Amanhã(9), no Centro de Cultura e Turismo Sesc Ver-o-Peso, às 19h, acontece a Mostra Audiovisual Amazônia Ecoqueer, intitulado “Ecologias Assombradas, que inclui filmes experimentais de realizadores audiovisuais e artistas visuais LGBTQIAPN+ da Amazônia brasileira. A mostra tem como eixo condutor o conceito de ‘assombro’, ou ‘assombrado’, como uma categoria que permite a emergência de afetos desorientadores na Amazônia brasileira, principalmente por meio dos encantados e histórias de assombro que se espalham oralmente pela região. Inscrições no site do Sesc Pará (https://www.sesc-pa.com.br/eventos/inscricao/95)

A mostra traz ainda a pergunta o que há de queer/cuir nesse contexto em que a ideia de desorientação de binarismos como ficção e realidade é tão
presente. O assombro nesse programa aparece por meio da busca ancestral por histórias de famílias, pela exploração autobiográfica de identidades LGBTQIAPN+ e arquétipos psicológicos em ligação com a paisagem local, pela investigação interseccional entre raça e gênero por meio de histórias esquecidas de mulheres negras na Amazônia, pelo assombro iminente da COVID-19 e suas repercussões em modos de viver, e pelas investigações de feridas coloniais na região por meio de engajamentos ecológicos e irônicos. Além da exibição de filmes, o evento realizou, no dia 07 de maio, workshop, na Pós-Graduação em Artes da Ufpa.

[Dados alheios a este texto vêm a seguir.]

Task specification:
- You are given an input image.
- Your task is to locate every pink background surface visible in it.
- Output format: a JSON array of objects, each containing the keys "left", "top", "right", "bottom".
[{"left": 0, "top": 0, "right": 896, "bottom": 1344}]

No dia 15 de maio de 2026, às 19h, a mostra sgue para Manaus, no Amazonas, com exibição no Centro Cultural Casarão de Ideias. A exibição propõe que pensemos o termo TransCuir como uma política de aliança possível na América Latina e, mais especificamente, em nosso território amazônico. Enquanto o termo Cuir surge como um método decolonial para desafiar o uso do inglês ‘queer’, os estudos e identidades Trans desestabilizam esses dois conceitos ao alargarem as perspectivas e expectativas sociais de gênero. Nesses filmes, essas discussões surgem por meio dos encantados da região que metaforizam vivências trans e travesti, a transmutação metafórica do corpo humano em animais que personificam lógicas locais de trabalho sustentável, práticas drag, e encontros de amor queer transnacional em ilhas da Amazônia brasileira.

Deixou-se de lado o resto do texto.